Ils ne savent rien. Rien de rien. Laurence Parisot, présidente du Medef, n’en a, promet-elle, jamais entendu parler. Frédéric Saint-Geours, dirigeant de l’Union des industries et métiers de la métallurgie, n’en connaissait pas, jure-t-il, l’existence. Même Denis Gautier-Sauvagnac, son prédécesseur à la tête de la principale fédération patronale, mis en examen pour «abus de confiance» dans l’affaire des retraits d’argent en liquide sur les comptes de l’UIMM, se paie le luxe de faire dire, par le biais de son avocat, qu’il en ignorait absolument tout et qu’il ne s’en explique pas la raison d’être.
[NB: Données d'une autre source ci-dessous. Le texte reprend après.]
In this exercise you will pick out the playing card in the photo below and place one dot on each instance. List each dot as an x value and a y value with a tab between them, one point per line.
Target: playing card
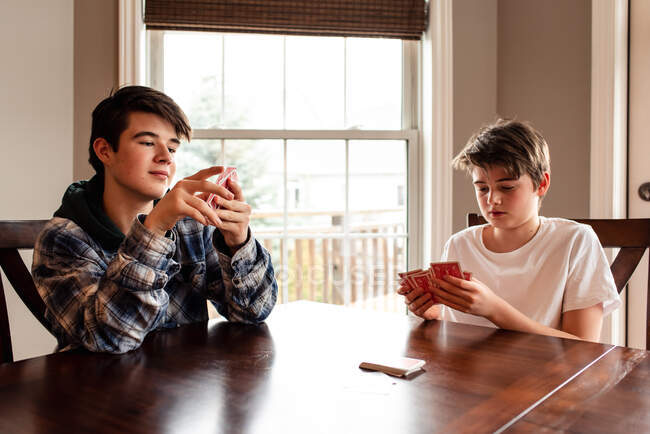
421	280
228	173
441	269
404	276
Chez PSA, l’un des acteurs les plus importants des organisations professionnelles de la métallurgie et, on s’en souvient, bien placé au palmarès des ultimes bénéficiaires de la caisse «antigrève» de l’UIMM (le constructeur automobile a reconnu avoir touché, à l’issue du long conflit social à Aulnay en 2007, 550.000 € du fonds dit d’«entraide professionnelle des industries de la métallurgie» ou Epim), on «tombe des nues», paraît-il.
Révélée mardi par Le Parisien, la double affaire du compte suisse et du magot de plus de 100 millions d’euros de «réserves» détenus par le GIM (Groupe des industries métallurgiques de la région parisienne), l’une des branches les plus importantes de l’UIMM, relance le grand bal des amnésiques du petit milieu patronal.
À Neuilly, l’UIMM roule sur l’or
Après le déclenchement du scandale, fin 2007, l’UIMM a dû admettre qu’elle disposait de plus de 600 millions d’euros de trésorerie émanant, selon elle, des excédents de sa «caisse antigrève». Et aujourd’hui, d’après les informations de nos confrères confirmées depuis par Étienne Bernard, le président du GIM depuis 2004, cette structure territoriale de l’UIMM, sise dans un immeuble cossu de Neuilly-sur-Seine et comptant parmi ses adhérents quelques-unes des plus grandes entreprises industrielles françaises implantées en Île-de-France (Renault, PSA, Dassault, EADS, Areva, Thales, Safran, IBM, etc.), bénéficie de fonds propres évalués à 112 millions d’euros. Ce qui équivaut, pour cette «simple» déclinaison locale d’une «banale» fédération patronale, à une trésorerie plus de trois fois supérieure au budget annuel de fonctionnement déclaré par le Medef lui-même...
Autre élément de ces révélations, les barons de la métallurgie de la région parisienne réunis au sein du GIM ont, admettent-ils aujourd’hui, tablé sur le secret bancaire en Suisse. Selon eux, au printemps 1968, dans le contexte pour le moins agité des grèves ouvrières et du mouvement étudiant, une opération confidentielle aurait conduit les têtes pensantes du GIM à «mettre suffisamment d’argent à l’abri pour pouvoir repartir de zéro, là-bas (à Genève - NDLR), si la maison tombait en France». Et ce n’est qu’à la fin de l’année dernière que le GIM se serait décidé à clôturer ce compte secret en Suisse. D’après Étienne Bernard, interrogé mardi par Le Parisien, il n’était plus doté que de 3 millions d’euros et il «n’a fait l’objet d’aucun mouvement, ni dépôt ni retrait, depuis au moins dix ans». Dans l’édition d’hier, Jean-Loup Giros, président d’honneur du GIM et ancien trésorier de la Fédération des industries mécaniques (FIM), affirme, «faute d’avoir réussi à convaincre Étienne Bernard de la nécessité de rapatrier ces fonds», avoir pris seul ses responsabilités à l’hiver 2008 : «J’ai moi-même rapatrié l’argent déposé en Suisse en novembre dernier», lance-t-il. Au passage, Jean-Loup Giros admet sans fard en avoir transporté une partie en liquide.